Large pension funds with large allocations to private equity have been particularly hesitant to invest, because those funds have been slow to return money to investors amid a slowdown in acquisitions and initial public offerings, Fink said.

He continued: “An increasing number of clients maintain a higher cash balance to meet their obligations.”

BlackRock was one of those to launch a Bitcoin spot exchange-traded fund in the first quarter, but its product has been a runaway success story: it reached $10 billion in assets in record time and now has $18.7 billion. This helped push total flows into ETFs in the quarter to $67 billion.

Fink highlighted BlackRock’s enthusiasm for private markets and infrastructure, as the company aims to capitalize on global investment in decarbonisation and digital transformation.

The $12.5 billion purchase of Global Infrastructure Partners, announced in January, is on track to close in the third quarter, subject to regulatory approvals and being funded with $3 billion of newly issued debt, the company said.

Fink also said BlackRock was seeing “accelerating momentum” as it was winning new business from “high-end” clients for its technology, retirement and portfolio management services. He added: “All of this will lead to much greater opportunities.”

Technology revenue rose $37 million year over year to $377 million, and Fink told analysts that its Aladdin platform had achieved several “big milestones” with more to come.
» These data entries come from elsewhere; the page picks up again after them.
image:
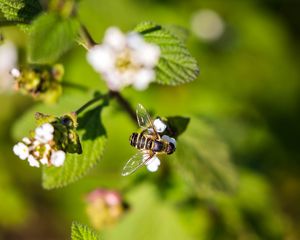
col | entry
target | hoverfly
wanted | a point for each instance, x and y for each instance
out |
(149, 143)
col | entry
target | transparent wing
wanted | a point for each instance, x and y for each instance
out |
(135, 163)
(143, 117)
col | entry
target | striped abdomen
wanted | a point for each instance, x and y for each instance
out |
(139, 141)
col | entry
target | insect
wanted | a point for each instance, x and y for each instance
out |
(148, 142)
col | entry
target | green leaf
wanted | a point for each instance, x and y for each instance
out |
(83, 232)
(177, 125)
(52, 35)
(176, 65)
(21, 11)
(203, 160)
(90, 130)
(93, 140)
(163, 219)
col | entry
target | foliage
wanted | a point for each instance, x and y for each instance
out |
(22, 11)
(57, 35)
(176, 65)
(83, 232)
(234, 174)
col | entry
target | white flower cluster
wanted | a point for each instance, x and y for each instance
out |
(153, 163)
(39, 149)
(124, 60)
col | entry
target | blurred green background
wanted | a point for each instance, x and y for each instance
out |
(244, 107)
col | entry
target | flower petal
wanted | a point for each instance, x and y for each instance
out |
(153, 164)
(33, 162)
(115, 39)
(21, 150)
(58, 158)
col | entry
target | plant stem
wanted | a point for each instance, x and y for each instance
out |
(89, 103)
(124, 103)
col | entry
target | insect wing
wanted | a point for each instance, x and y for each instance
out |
(143, 117)
(138, 160)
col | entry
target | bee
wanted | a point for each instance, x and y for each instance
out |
(148, 142)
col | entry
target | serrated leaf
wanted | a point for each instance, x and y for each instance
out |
(176, 64)
(52, 35)
(93, 140)
(21, 11)
(204, 160)
(83, 232)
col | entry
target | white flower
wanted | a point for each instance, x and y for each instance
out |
(44, 160)
(169, 139)
(26, 140)
(207, 25)
(124, 60)
(21, 150)
(44, 133)
(159, 125)
(153, 164)
(33, 162)
(58, 158)
(15, 72)
(8, 60)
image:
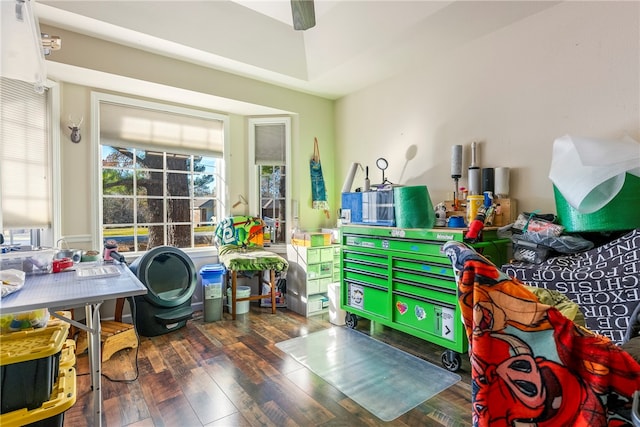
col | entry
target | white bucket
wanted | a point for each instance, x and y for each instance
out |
(242, 307)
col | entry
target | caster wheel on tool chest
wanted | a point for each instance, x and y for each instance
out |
(451, 360)
(351, 320)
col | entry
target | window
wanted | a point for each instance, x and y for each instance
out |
(27, 172)
(162, 174)
(269, 141)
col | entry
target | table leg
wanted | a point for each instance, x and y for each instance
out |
(272, 279)
(92, 314)
(234, 284)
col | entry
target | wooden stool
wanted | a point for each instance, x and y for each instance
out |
(114, 335)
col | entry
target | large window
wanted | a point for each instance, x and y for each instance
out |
(269, 143)
(162, 174)
(27, 170)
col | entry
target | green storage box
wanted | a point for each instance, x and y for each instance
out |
(621, 213)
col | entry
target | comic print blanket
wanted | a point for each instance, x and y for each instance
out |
(531, 365)
(604, 282)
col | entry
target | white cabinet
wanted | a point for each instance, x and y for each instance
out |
(311, 270)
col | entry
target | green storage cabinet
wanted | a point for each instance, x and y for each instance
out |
(402, 279)
(311, 271)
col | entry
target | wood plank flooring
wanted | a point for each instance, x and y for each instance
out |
(230, 373)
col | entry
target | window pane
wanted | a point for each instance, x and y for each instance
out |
(150, 210)
(116, 157)
(178, 162)
(117, 182)
(150, 183)
(117, 210)
(178, 184)
(178, 210)
(206, 165)
(149, 159)
(162, 207)
(179, 236)
(203, 236)
(204, 211)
Most of the nearly $500 billion increase in the company’s assets under management in the first quarter was due to rising stock markets. In the US, the S&P 500 had its best first quarter since 2019. Fixed income funds reported inflows of $42 billion, and equity funds received $18 billion, out of total long-term inflows of $76 billion.

BlackRock’s operating margin improved to 35.8%, slightly better than analysts expected. Chief Financial Officer Martin Small said on a call with analysts that he expects headcount to be “broadly flat” in 2024, as has been the case over the past two years.

Fink added that he believes AI will allow the company to do more with fewer people.